Estuve en ese estado aproximadamente seis meses. En el momento más crítico la depresión me redujo a un guiñapo catatónico que debía ser aseado y alimentado. Afortunadamente, después de esa experiencia de terror que vivió mi madre, se dispuso a darme todo su apoyo, lo mismo que mis hermanos y mis amigos. Tuve que ir a terapia, paré en el hospital por temor a que me quitara la vida, acudí a los fármacos, apelé a la mentira, porque la depresión es una gran mentira y sólo con otra gran mentira se puede salir de ella.

Después de un año sólo quedaron las cicatrices. Algunas reacciones de aversión a las cosas que tanto me dañaron; el miedo a que todo se vuelva a repetir siempre está latente.

Con el tiempo he pretendido olvidar. A veces me miro al espejo y se asoma ese “yo” que fui el año del eclipse. Cierro los ojos y pretendo no verme, abro los ojos y tranquilo me doy cuenta de que ese sujeto ya se ha ido.

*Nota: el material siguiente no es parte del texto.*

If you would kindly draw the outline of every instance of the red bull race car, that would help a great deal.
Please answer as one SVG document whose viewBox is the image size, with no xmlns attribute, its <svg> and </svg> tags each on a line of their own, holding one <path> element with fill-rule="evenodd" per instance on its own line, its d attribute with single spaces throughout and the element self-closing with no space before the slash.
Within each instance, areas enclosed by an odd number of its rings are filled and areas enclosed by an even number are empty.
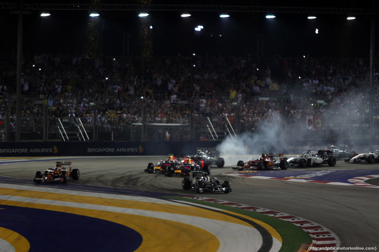
<svg viewBox="0 0 379 252">
<path fill-rule="evenodd" d="M 79 177 L 79 170 L 72 169 L 71 162 L 55 162 L 55 167 L 48 168 L 41 171 L 36 171 L 34 176 L 34 182 L 40 183 L 48 182 L 66 183 L 69 179 L 78 180 Z M 68 166 L 69 170 L 64 167 Z"/>
<path fill-rule="evenodd" d="M 257 159 L 251 159 L 246 163 L 242 160 L 239 161 L 237 166 L 233 166 L 233 169 L 239 171 L 244 170 L 261 171 L 279 168 L 282 170 L 286 170 L 288 166 L 288 162 L 283 154 L 270 153 L 267 155 L 262 153 L 262 156 Z"/>
</svg>

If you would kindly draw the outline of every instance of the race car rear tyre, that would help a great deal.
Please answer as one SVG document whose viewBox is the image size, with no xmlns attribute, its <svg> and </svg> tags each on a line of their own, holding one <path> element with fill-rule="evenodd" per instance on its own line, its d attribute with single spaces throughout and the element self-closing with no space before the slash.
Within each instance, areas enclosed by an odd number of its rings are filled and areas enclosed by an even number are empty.
<svg viewBox="0 0 379 252">
<path fill-rule="evenodd" d="M 287 160 L 281 160 L 279 163 L 279 167 L 282 170 L 287 170 L 288 168 L 288 162 Z"/>
<path fill-rule="evenodd" d="M 191 188 L 191 179 L 189 177 L 185 177 L 182 182 L 182 186 L 185 190 L 189 190 Z"/>
<path fill-rule="evenodd" d="M 230 182 L 227 180 L 226 180 L 222 183 L 222 187 L 225 188 L 224 193 L 229 193 L 232 191 L 232 187 L 230 187 Z"/>
<path fill-rule="evenodd" d="M 80 175 L 78 169 L 72 169 L 72 171 L 71 172 L 71 177 L 72 178 L 72 180 L 79 180 Z"/>
<path fill-rule="evenodd" d="M 218 167 L 223 167 L 225 165 L 225 160 L 222 157 L 219 157 L 216 160 L 216 164 Z"/>
<path fill-rule="evenodd" d="M 198 193 L 202 193 L 204 191 L 202 190 L 204 189 L 204 182 L 201 180 L 197 181 L 196 183 L 196 191 Z"/>
<path fill-rule="evenodd" d="M 375 157 L 373 155 L 369 155 L 367 157 L 367 163 L 373 163 L 375 160 Z"/>
<path fill-rule="evenodd" d="M 258 170 L 260 171 L 264 170 L 265 164 L 263 163 L 263 161 L 258 161 L 257 163 L 257 167 L 258 167 Z"/>
<path fill-rule="evenodd" d="M 209 165 L 204 165 L 204 167 L 203 167 L 203 171 L 207 173 L 208 174 L 208 175 L 210 175 L 211 174 L 211 166 Z"/>
<path fill-rule="evenodd" d="M 299 166 L 302 168 L 307 167 L 307 160 L 305 159 L 300 159 L 299 160 Z"/>
<path fill-rule="evenodd" d="M 374 156 L 373 156 L 373 157 Z M 337 160 L 335 157 L 330 157 L 328 159 L 328 165 L 329 166 L 334 166 L 337 163 Z"/>
<path fill-rule="evenodd" d="M 61 177 L 63 179 L 63 181 L 62 182 L 62 183 L 67 183 L 67 180 L 68 179 L 68 177 L 67 176 L 67 172 L 62 171 L 61 173 Z"/>
<path fill-rule="evenodd" d="M 42 177 L 42 173 L 41 171 L 36 171 L 36 175 L 34 176 L 35 179 L 40 179 Z"/>
<path fill-rule="evenodd" d="M 245 163 L 243 162 L 243 161 L 242 160 L 240 160 L 238 162 L 237 162 L 237 166 L 243 166 Z"/>
</svg>

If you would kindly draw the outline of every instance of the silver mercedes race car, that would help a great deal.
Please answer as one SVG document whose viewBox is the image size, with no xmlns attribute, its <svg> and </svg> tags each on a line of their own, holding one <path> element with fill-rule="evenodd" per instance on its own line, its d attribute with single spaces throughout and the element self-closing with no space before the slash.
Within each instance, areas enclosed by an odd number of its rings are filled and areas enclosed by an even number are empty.
<svg viewBox="0 0 379 252">
<path fill-rule="evenodd" d="M 379 150 L 375 152 L 368 152 L 366 153 L 357 154 L 351 159 L 346 159 L 345 162 L 351 163 L 379 163 Z"/>
<path fill-rule="evenodd" d="M 334 166 L 337 159 L 333 156 L 333 152 L 321 149 L 317 152 L 308 151 L 301 156 L 297 156 L 287 159 L 289 166 L 304 168 L 307 166 L 316 166 L 327 163 L 329 166 Z"/>
</svg>

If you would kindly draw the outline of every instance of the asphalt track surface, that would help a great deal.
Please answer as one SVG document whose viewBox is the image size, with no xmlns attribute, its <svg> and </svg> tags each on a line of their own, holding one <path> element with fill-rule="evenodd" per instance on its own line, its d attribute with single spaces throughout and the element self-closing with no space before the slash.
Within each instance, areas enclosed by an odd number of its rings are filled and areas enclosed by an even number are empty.
<svg viewBox="0 0 379 252">
<path fill-rule="evenodd" d="M 378 247 L 378 163 L 240 173 L 226 158 L 211 175 L 232 191 L 199 194 L 183 190 L 181 177 L 144 172 L 165 158 L 2 159 L 0 251 L 290 252 L 315 241 L 332 246 L 330 233 L 341 247 Z M 80 179 L 33 182 L 58 160 L 71 161 Z M 293 221 L 273 217 L 281 215 Z M 318 227 L 298 227 L 311 222 Z M 318 238 L 310 236 L 318 229 Z"/>
</svg>

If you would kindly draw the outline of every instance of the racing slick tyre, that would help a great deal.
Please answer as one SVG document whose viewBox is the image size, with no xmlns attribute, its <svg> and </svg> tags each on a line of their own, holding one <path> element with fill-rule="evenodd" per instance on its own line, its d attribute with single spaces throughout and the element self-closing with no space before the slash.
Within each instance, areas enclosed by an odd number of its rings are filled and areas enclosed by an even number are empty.
<svg viewBox="0 0 379 252">
<path fill-rule="evenodd" d="M 237 166 L 243 166 L 245 163 L 243 162 L 243 161 L 242 160 L 240 160 L 238 162 L 237 162 Z"/>
<path fill-rule="evenodd" d="M 304 168 L 307 166 L 307 160 L 305 159 L 301 159 L 299 160 L 299 166 L 302 168 Z"/>
<path fill-rule="evenodd" d="M 232 187 L 230 187 L 230 182 L 227 180 L 226 180 L 222 183 L 222 187 L 225 188 L 225 190 L 224 191 L 225 193 L 229 193 L 232 191 Z"/>
<path fill-rule="evenodd" d="M 72 171 L 71 172 L 71 177 L 72 178 L 72 180 L 79 180 L 80 175 L 78 169 L 72 169 Z"/>
<path fill-rule="evenodd" d="M 211 166 L 209 165 L 204 165 L 203 167 L 203 171 L 204 171 L 210 175 L 211 174 Z"/>
<path fill-rule="evenodd" d="M 185 190 L 189 190 L 191 188 L 191 179 L 189 177 L 185 177 L 182 182 L 182 186 Z"/>
<path fill-rule="evenodd" d="M 330 157 L 328 159 L 327 162 L 329 166 L 334 166 L 337 163 L 337 160 L 336 159 L 335 157 Z"/>
<path fill-rule="evenodd" d="M 263 161 L 258 161 L 258 163 L 257 163 L 257 167 L 258 167 L 258 170 L 260 171 L 264 170 L 265 164 L 263 163 Z"/>
<path fill-rule="evenodd" d="M 375 157 L 373 155 L 368 155 L 368 156 L 367 157 L 368 163 L 373 163 L 375 160 Z"/>
<path fill-rule="evenodd" d="M 288 162 L 287 160 L 281 160 L 279 163 L 279 167 L 282 170 L 287 170 L 288 168 Z"/>
<path fill-rule="evenodd" d="M 40 179 L 41 177 L 42 177 L 42 173 L 41 173 L 41 171 L 36 171 L 36 174 L 34 176 L 34 178 Z M 41 183 L 41 180 L 34 180 L 34 182 L 36 182 L 37 183 Z"/>
<path fill-rule="evenodd" d="M 218 167 L 223 167 L 225 165 L 225 160 L 222 157 L 219 157 L 216 160 L 216 165 Z"/>
<path fill-rule="evenodd" d="M 63 179 L 62 183 L 67 183 L 67 180 L 68 179 L 68 177 L 67 176 L 67 171 L 62 171 L 61 173 L 61 177 Z"/>
<path fill-rule="evenodd" d="M 199 180 L 196 183 L 197 184 L 196 187 L 196 191 L 198 193 L 202 193 L 204 191 L 204 182 L 201 180 Z"/>
</svg>

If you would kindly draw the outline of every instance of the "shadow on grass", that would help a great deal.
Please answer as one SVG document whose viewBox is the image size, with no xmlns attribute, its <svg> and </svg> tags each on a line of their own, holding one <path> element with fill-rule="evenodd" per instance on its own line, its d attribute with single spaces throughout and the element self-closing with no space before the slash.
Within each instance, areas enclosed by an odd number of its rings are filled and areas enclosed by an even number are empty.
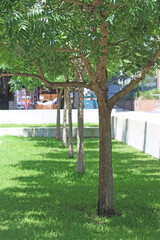
<svg viewBox="0 0 160 240">
<path fill-rule="evenodd" d="M 85 139 L 84 176 L 76 174 L 76 159 L 65 159 L 61 142 L 27 141 L 34 154 L 11 165 L 18 184 L 0 192 L 0 239 L 158 239 L 160 175 L 154 158 L 113 142 L 115 206 L 122 216 L 105 219 L 96 216 L 98 140 Z"/>
</svg>

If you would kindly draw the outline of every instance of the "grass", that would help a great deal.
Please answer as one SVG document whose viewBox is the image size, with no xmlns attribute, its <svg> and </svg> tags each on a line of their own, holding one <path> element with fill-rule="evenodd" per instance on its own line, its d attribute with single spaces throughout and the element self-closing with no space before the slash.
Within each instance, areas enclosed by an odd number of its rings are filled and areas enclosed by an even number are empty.
<svg viewBox="0 0 160 240">
<path fill-rule="evenodd" d="M 76 174 L 76 154 L 68 159 L 54 138 L 0 141 L 0 239 L 160 239 L 159 160 L 113 141 L 115 208 L 122 215 L 106 219 L 96 214 L 98 139 L 84 140 L 84 176 Z"/>
<path fill-rule="evenodd" d="M 61 124 L 61 127 L 63 125 Z M 67 124 L 68 126 L 68 124 Z M 84 127 L 98 127 L 96 123 L 84 123 Z M 51 124 L 0 124 L 0 128 L 18 128 L 18 127 L 56 127 L 56 123 Z M 77 127 L 77 123 L 73 123 L 73 127 Z"/>
</svg>

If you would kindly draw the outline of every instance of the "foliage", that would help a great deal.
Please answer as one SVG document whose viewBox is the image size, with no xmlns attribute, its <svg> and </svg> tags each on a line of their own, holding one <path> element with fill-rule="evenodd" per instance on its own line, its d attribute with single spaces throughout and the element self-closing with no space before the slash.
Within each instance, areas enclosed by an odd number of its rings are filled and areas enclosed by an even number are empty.
<svg viewBox="0 0 160 240">
<path fill-rule="evenodd" d="M 142 100 L 142 99 L 159 99 L 158 96 L 153 96 L 153 94 L 160 94 L 160 91 L 158 89 L 152 89 L 152 90 L 149 90 L 149 91 L 139 91 L 139 97 L 138 99 L 139 100 Z"/>
<path fill-rule="evenodd" d="M 66 73 L 67 58 L 81 53 L 90 58 L 96 71 L 95 64 L 104 54 L 100 47 L 99 12 L 108 12 L 103 20 L 108 23 L 108 72 L 110 76 L 119 70 L 137 73 L 159 46 L 159 2 L 102 2 L 92 13 L 70 1 L 2 1 L 1 60 L 12 71 L 28 72 L 36 62 L 53 79 L 54 75 Z M 78 51 L 56 52 L 59 48 Z M 19 61 L 26 63 L 27 68 L 20 66 Z"/>
<path fill-rule="evenodd" d="M 157 159 L 113 141 L 115 201 L 122 216 L 106 219 L 96 214 L 98 139 L 84 141 L 84 176 L 53 138 L 0 140 L 0 239 L 159 238 Z"/>
</svg>

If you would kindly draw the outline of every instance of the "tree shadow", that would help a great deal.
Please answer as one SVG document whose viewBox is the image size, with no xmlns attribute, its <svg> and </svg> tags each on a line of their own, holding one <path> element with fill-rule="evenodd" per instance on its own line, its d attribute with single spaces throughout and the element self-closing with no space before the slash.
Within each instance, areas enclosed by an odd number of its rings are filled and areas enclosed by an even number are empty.
<svg viewBox="0 0 160 240">
<path fill-rule="evenodd" d="M 65 160 L 61 142 L 27 141 L 37 149 L 34 157 L 12 164 L 17 186 L 0 191 L 0 239 L 157 239 L 159 168 L 154 158 L 134 154 L 132 148 L 120 152 L 125 145 L 113 141 L 115 206 L 122 216 L 106 219 L 96 215 L 98 139 L 85 139 L 83 176 L 76 174 L 76 159 Z M 40 147 L 49 151 L 36 160 Z"/>
</svg>

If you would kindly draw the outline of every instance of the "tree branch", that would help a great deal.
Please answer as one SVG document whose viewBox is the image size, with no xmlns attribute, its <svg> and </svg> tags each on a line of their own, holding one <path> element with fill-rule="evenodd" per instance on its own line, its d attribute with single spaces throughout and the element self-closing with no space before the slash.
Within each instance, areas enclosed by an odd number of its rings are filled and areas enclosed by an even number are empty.
<svg viewBox="0 0 160 240">
<path fill-rule="evenodd" d="M 0 78 L 1 77 L 13 77 L 13 76 L 17 76 L 17 77 L 32 77 L 32 78 L 37 78 L 40 81 L 41 76 L 36 75 L 36 74 L 28 74 L 28 73 L 0 73 Z"/>
<path fill-rule="evenodd" d="M 87 9 L 89 8 L 89 5 L 88 5 L 88 4 L 86 4 L 86 3 L 84 3 L 84 2 L 80 2 L 80 1 L 78 1 L 78 0 L 64 0 L 64 2 L 69 2 L 69 3 L 77 4 L 77 5 L 81 6 L 81 7 L 87 8 Z"/>
<path fill-rule="evenodd" d="M 51 87 L 51 88 L 84 87 L 84 88 L 92 89 L 92 84 L 90 82 L 88 82 L 88 83 L 84 83 L 84 82 L 50 82 L 46 78 L 42 78 L 41 76 L 36 75 L 36 74 L 0 73 L 0 78 L 1 77 L 13 77 L 13 76 L 37 78 L 41 82 L 43 82 L 47 87 Z"/>
<path fill-rule="evenodd" d="M 150 68 L 155 64 L 156 60 L 160 57 L 160 48 L 154 54 L 154 56 L 147 62 L 142 71 L 137 74 L 134 79 L 121 91 L 116 93 L 113 97 L 110 98 L 109 104 L 113 107 L 116 102 L 118 102 L 122 97 L 128 94 L 144 77 L 145 74 L 150 70 Z"/>
<path fill-rule="evenodd" d="M 85 56 L 85 55 L 82 55 L 82 60 L 84 62 L 84 65 L 85 65 L 85 68 L 87 69 L 88 73 L 89 73 L 89 76 L 91 78 L 91 82 L 94 84 L 96 83 L 96 74 L 94 73 L 94 70 L 91 66 L 91 63 L 89 61 L 89 59 Z"/>
</svg>

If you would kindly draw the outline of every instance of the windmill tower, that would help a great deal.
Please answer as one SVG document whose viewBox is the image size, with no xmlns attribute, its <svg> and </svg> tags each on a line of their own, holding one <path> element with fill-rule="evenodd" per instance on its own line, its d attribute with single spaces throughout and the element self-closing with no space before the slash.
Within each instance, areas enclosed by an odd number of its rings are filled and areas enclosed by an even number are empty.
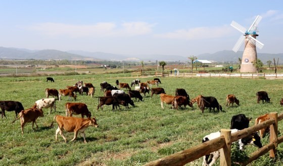
<svg viewBox="0 0 283 166">
<path fill-rule="evenodd" d="M 257 25 L 261 20 L 262 17 L 257 16 L 257 18 L 251 25 L 250 28 L 247 30 L 246 28 L 241 26 L 234 21 L 232 21 L 231 26 L 239 31 L 243 35 L 241 35 L 233 48 L 233 51 L 237 52 L 240 47 L 245 40 L 245 49 L 242 58 L 240 71 L 242 72 L 255 72 L 256 68 L 254 63 L 257 60 L 257 54 L 256 46 L 260 49 L 264 45 L 259 41 L 256 39 L 258 36 L 257 33 Z"/>
</svg>

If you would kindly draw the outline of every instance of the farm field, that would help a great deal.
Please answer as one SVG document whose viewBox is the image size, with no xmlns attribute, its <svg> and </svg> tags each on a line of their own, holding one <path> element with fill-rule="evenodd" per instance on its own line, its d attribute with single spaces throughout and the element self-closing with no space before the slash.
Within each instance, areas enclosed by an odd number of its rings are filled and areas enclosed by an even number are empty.
<svg viewBox="0 0 283 166">
<path fill-rule="evenodd" d="M 121 74 L 122 75 L 122 74 Z M 130 84 L 137 77 L 127 77 L 117 75 L 53 76 L 55 82 L 46 82 L 44 77 L 19 78 L 2 77 L 2 90 L 0 100 L 14 100 L 21 102 L 25 109 L 31 107 L 34 102 L 45 98 L 46 88 L 65 89 L 79 80 L 91 82 L 96 88 L 91 98 L 85 94 L 77 94 L 75 102 L 85 103 L 91 115 L 96 117 L 99 127 L 90 127 L 86 130 L 87 143 L 84 143 L 80 134 L 72 142 L 65 143 L 61 136 L 55 141 L 57 125 L 49 126 L 56 115 L 65 115 L 64 105 L 68 97 L 62 97 L 56 101 L 57 112 L 48 115 L 49 109 L 44 109 L 44 117 L 37 121 L 37 129 L 31 129 L 31 123 L 26 124 L 24 134 L 21 134 L 20 121 L 11 122 L 15 118 L 14 111 L 6 112 L 7 119 L 1 118 L 0 132 L 0 165 L 139 165 L 173 154 L 199 144 L 206 135 L 230 128 L 233 115 L 245 114 L 253 119 L 267 113 L 282 113 L 279 101 L 283 97 L 281 80 L 213 77 L 164 77 L 160 78 L 167 94 L 174 95 L 176 88 L 183 88 L 190 98 L 199 95 L 214 96 L 222 106 L 223 112 L 203 114 L 197 108 L 187 107 L 185 110 L 173 110 L 171 105 L 160 105 L 159 96 L 147 94 L 144 101 L 135 102 L 135 107 L 127 109 L 121 106 L 121 111 L 112 111 L 112 106 L 105 106 L 103 110 L 97 111 L 98 98 L 103 96 L 100 84 L 107 81 L 115 85 L 116 79 L 120 82 Z M 140 77 L 142 82 L 153 77 Z M 153 87 L 155 87 L 153 86 Z M 258 104 L 256 93 L 266 91 L 271 103 Z M 226 96 L 234 94 L 240 100 L 240 106 L 226 108 Z M 73 100 L 71 102 L 75 102 Z M 80 117 L 80 115 L 74 115 Z M 278 123 L 278 131 L 282 133 L 282 122 Z M 281 134 L 278 134 L 278 136 Z M 73 133 L 64 133 L 68 141 L 73 138 Z M 262 140 L 263 145 L 269 141 L 269 137 Z M 252 165 L 282 165 L 283 145 L 279 144 L 278 156 L 276 162 L 270 160 L 268 154 L 254 161 Z M 257 149 L 252 145 L 246 147 L 249 154 Z M 202 157 L 188 163 L 187 165 L 201 165 Z M 219 161 L 216 165 L 219 165 Z"/>
</svg>

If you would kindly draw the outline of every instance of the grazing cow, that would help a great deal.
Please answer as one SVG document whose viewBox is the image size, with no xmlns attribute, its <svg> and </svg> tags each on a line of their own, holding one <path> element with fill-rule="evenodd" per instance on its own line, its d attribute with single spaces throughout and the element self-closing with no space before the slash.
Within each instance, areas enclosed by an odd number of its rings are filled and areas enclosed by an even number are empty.
<svg viewBox="0 0 283 166">
<path fill-rule="evenodd" d="M 160 81 L 160 79 L 159 79 L 159 78 L 153 78 L 153 80 L 157 80 L 158 81 L 158 83 L 161 84 L 161 81 Z"/>
<path fill-rule="evenodd" d="M 50 111 L 48 114 L 49 115 L 52 112 L 53 109 L 54 109 L 54 112 L 56 112 L 56 102 L 55 98 L 40 99 L 35 102 L 32 108 L 34 109 L 37 108 L 39 110 L 41 110 L 42 108 L 50 108 Z"/>
<path fill-rule="evenodd" d="M 263 122 L 269 120 L 270 118 L 269 117 L 269 114 L 264 114 L 262 116 L 260 116 L 259 117 L 256 118 L 256 122 L 255 125 L 257 124 L 260 124 L 261 123 L 263 123 Z M 269 131 L 269 126 L 266 127 L 266 128 L 263 128 L 262 129 L 259 130 L 259 135 L 261 138 L 263 138 L 264 136 L 264 134 L 265 133 L 265 131 Z"/>
<path fill-rule="evenodd" d="M 259 101 L 262 100 L 265 101 L 265 103 L 270 103 L 270 98 L 268 98 L 268 95 L 267 93 L 265 91 L 259 91 L 257 93 L 257 103 L 259 103 Z"/>
<path fill-rule="evenodd" d="M 143 97 L 140 95 L 139 91 L 129 91 L 128 92 L 128 94 L 130 96 L 131 98 L 135 98 L 135 101 L 136 102 L 136 98 L 138 99 L 138 101 L 143 101 Z"/>
<path fill-rule="evenodd" d="M 235 95 L 227 95 L 227 98 L 226 98 L 226 106 L 228 106 L 228 103 L 229 103 L 229 106 L 230 106 L 230 104 L 232 103 L 232 107 L 233 107 L 234 103 L 236 103 L 238 106 L 240 106 L 240 101 L 236 98 Z"/>
<path fill-rule="evenodd" d="M 167 104 L 172 104 L 172 109 L 174 109 L 174 99 L 175 98 L 175 96 L 168 95 L 164 94 L 160 94 L 160 100 L 161 101 L 161 108 L 164 109 L 164 108 L 163 107 L 163 103 L 166 103 Z"/>
<path fill-rule="evenodd" d="M 249 128 L 249 124 L 252 120 L 252 118 L 248 118 L 245 114 L 238 114 L 234 115 L 231 119 L 230 129 L 236 129 L 243 130 Z"/>
<path fill-rule="evenodd" d="M 64 117 L 61 115 L 56 115 L 54 117 L 54 120 L 56 119 L 56 122 L 58 125 L 58 128 L 56 130 L 55 134 L 55 140 L 57 141 L 58 133 L 60 133 L 63 138 L 67 142 L 67 139 L 63 135 L 63 129 L 68 132 L 74 133 L 74 138 L 71 140 L 73 141 L 77 138 L 78 133 L 81 132 L 83 137 L 84 143 L 86 143 L 85 140 L 85 134 L 84 131 L 89 126 L 98 127 L 97 120 L 95 117 L 93 118 L 88 118 L 84 119 L 76 117 Z"/>
<path fill-rule="evenodd" d="M 119 83 L 119 88 L 121 89 L 121 88 L 125 88 L 126 90 L 130 90 L 131 88 L 128 83 Z"/>
<path fill-rule="evenodd" d="M 7 111 L 15 111 L 16 113 L 16 118 L 18 118 L 18 114 L 20 113 L 22 110 L 24 110 L 24 107 L 22 103 L 13 101 L 0 101 L 0 108 L 1 108 L 2 118 L 3 115 L 6 117 L 5 115 L 5 110 Z"/>
<path fill-rule="evenodd" d="M 151 98 L 152 98 L 152 96 L 153 94 L 156 95 L 159 95 L 161 94 L 166 94 L 165 91 L 164 89 L 162 88 L 154 88 L 151 89 Z"/>
<path fill-rule="evenodd" d="M 43 117 L 43 112 L 41 109 L 29 108 L 25 110 L 22 110 L 19 114 L 19 118 L 14 120 L 12 123 L 15 122 L 17 120 L 20 118 L 21 128 L 22 129 L 22 134 L 24 134 L 24 126 L 27 123 L 32 122 L 32 129 L 33 129 L 33 124 L 35 123 L 36 128 L 38 127 L 35 121 L 39 117 Z"/>
<path fill-rule="evenodd" d="M 56 89 L 45 89 L 45 94 L 47 98 L 49 98 L 50 96 L 52 96 L 53 98 L 57 97 L 58 99 L 59 99 L 59 94 L 58 91 Z"/>
<path fill-rule="evenodd" d="M 119 104 L 125 106 L 127 108 L 129 108 L 129 104 L 134 106 L 133 101 L 127 94 L 115 94 L 113 96 L 117 97 Z"/>
<path fill-rule="evenodd" d="M 87 118 L 90 118 L 91 114 L 88 111 L 85 104 L 81 103 L 66 103 L 65 104 L 66 116 L 72 117 L 74 115 L 81 115 L 81 117 L 85 115 Z"/>
<path fill-rule="evenodd" d="M 95 94 L 95 87 L 90 88 L 88 91 L 88 93 L 87 93 L 87 95 L 88 96 L 90 95 L 90 96 L 92 98 L 93 96 L 93 95 Z"/>
<path fill-rule="evenodd" d="M 233 133 L 239 131 L 238 129 L 231 130 L 231 133 Z M 205 136 L 202 140 L 203 143 L 213 139 L 218 138 L 220 136 L 220 132 L 216 132 L 211 133 L 210 134 Z M 252 133 L 248 135 L 245 138 L 243 138 L 238 140 L 238 143 L 240 146 L 240 149 L 242 151 L 244 150 L 245 146 L 248 144 L 253 144 L 259 148 L 261 148 L 262 145 L 260 142 L 260 137 L 257 135 L 257 133 Z M 203 165 L 212 165 L 216 160 L 220 156 L 220 149 L 216 150 L 210 154 L 204 156 Z M 210 157 L 211 158 L 209 158 Z"/>
<path fill-rule="evenodd" d="M 69 96 L 69 100 L 72 101 L 71 97 L 72 97 L 75 100 L 77 99 L 77 96 L 75 95 L 71 90 L 69 89 L 61 90 L 59 89 L 59 101 L 61 101 L 61 96 Z"/>
<path fill-rule="evenodd" d="M 119 105 L 119 102 L 118 101 L 118 99 L 117 97 L 114 96 L 109 96 L 109 97 L 101 97 L 98 98 L 98 111 L 100 107 L 101 107 L 101 109 L 103 110 L 103 105 L 106 105 L 107 106 L 112 105 L 112 111 L 114 110 L 115 106 L 119 107 L 119 109 L 121 111 L 121 108 Z"/>
<path fill-rule="evenodd" d="M 91 83 L 84 83 L 83 85 L 84 85 L 84 87 L 87 87 L 88 88 L 95 88 L 95 87 L 93 87 L 93 86 L 92 85 L 92 84 L 91 84 Z"/>
<path fill-rule="evenodd" d="M 187 105 L 188 105 L 191 108 L 193 107 L 193 103 L 191 102 L 190 100 L 186 97 L 182 96 L 178 96 L 175 97 L 174 99 L 174 105 L 177 110 L 178 110 L 178 107 L 181 107 L 182 105 L 184 105 L 185 109 Z"/>
<path fill-rule="evenodd" d="M 52 82 L 54 82 L 54 79 L 53 79 L 53 78 L 52 78 L 52 77 L 46 77 L 46 81 L 48 82 L 49 80 L 51 81 Z"/>
<path fill-rule="evenodd" d="M 112 90 L 111 95 L 114 96 L 115 94 L 124 94 L 125 92 L 123 90 Z"/>
</svg>

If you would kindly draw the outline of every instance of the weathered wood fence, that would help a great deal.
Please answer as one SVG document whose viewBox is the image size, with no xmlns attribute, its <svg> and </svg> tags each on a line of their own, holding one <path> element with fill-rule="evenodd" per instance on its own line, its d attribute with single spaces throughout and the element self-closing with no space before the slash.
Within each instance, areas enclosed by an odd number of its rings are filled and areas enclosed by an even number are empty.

Al final llegué a la conclusión de que la diferencia entre una persona con depresión y otra melancólica puede explicarse de la siguiente manera: El melancólico sale a la calle en un día nublado y dice: “Que mala suerte, va a llover”. El depresivo sale a la calle ve el día nublado y dice: “Dios mío, se va a acabar el mundo”.

De todo lo que viví en los últimos meses de 1991 hasta podría escribir una novela. Pero no pretendo hacerlo, no estoy preparado. Escribir es vivir un poco lo que se narra y yo tengo miedo, lo confieso, de volver a vivir, aunque sea un poco, en esa antesala del infierno.